Yes, putting a shareholders agreement into place when times are good and when everyone is in agreement is prudent in managing the shareholder relationship. It is too late to try and record verbal agreements and negotiate the terms of the relationship when things have soured and parties have become bitter.

The main purpose of a shareholders agreement is to ensure the shared views of the group are protected in the event of any issues. While the company constitution has the effect of a contract between the shareholders (s40 Corporations Act 2001) they are generally inadequate in providing mechanisms for dispute resolution, shareholder exit and valuation.

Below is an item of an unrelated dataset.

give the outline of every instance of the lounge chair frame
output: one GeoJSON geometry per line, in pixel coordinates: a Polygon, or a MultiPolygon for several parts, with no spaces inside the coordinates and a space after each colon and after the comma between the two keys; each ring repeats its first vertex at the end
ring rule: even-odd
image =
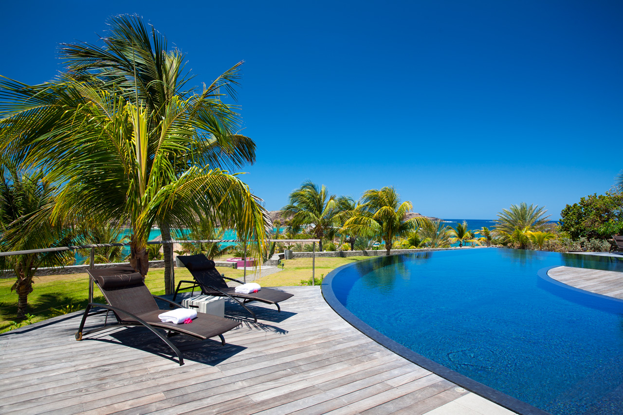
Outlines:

As a bare minimum a shareholders agreement should address the following:

  • The structure of decision making amongst shareholders, and what decisions are to be reserved for shareholders and not to be decided by the board of directors;
  • What will happen if there is a deadlock in a decision made by the shareholders, and whether an external advisor will be involved;
  • Will shareholders be required to fund the business by way of equity or loan, will interest be paid on any loan made by a shareholder, and what will happen if one of the shareholders is not able to provide the requested funding;
  • Will the remaining shareholders have the first right to purchase the shares of a shareholder who wants to sell? and
  • Are shareholders required to have life insurance so, in the event of their death, there are funds available to allow the buy-back of the shares of the deceased shareholder?

There are a number of other provisions which you should consider including in a shareholders agreement, and the process of developing the agreement encourages shareholders to work together to address issues which otherwise will not be considered until a dispute occurs, which will be rewarding in the long term.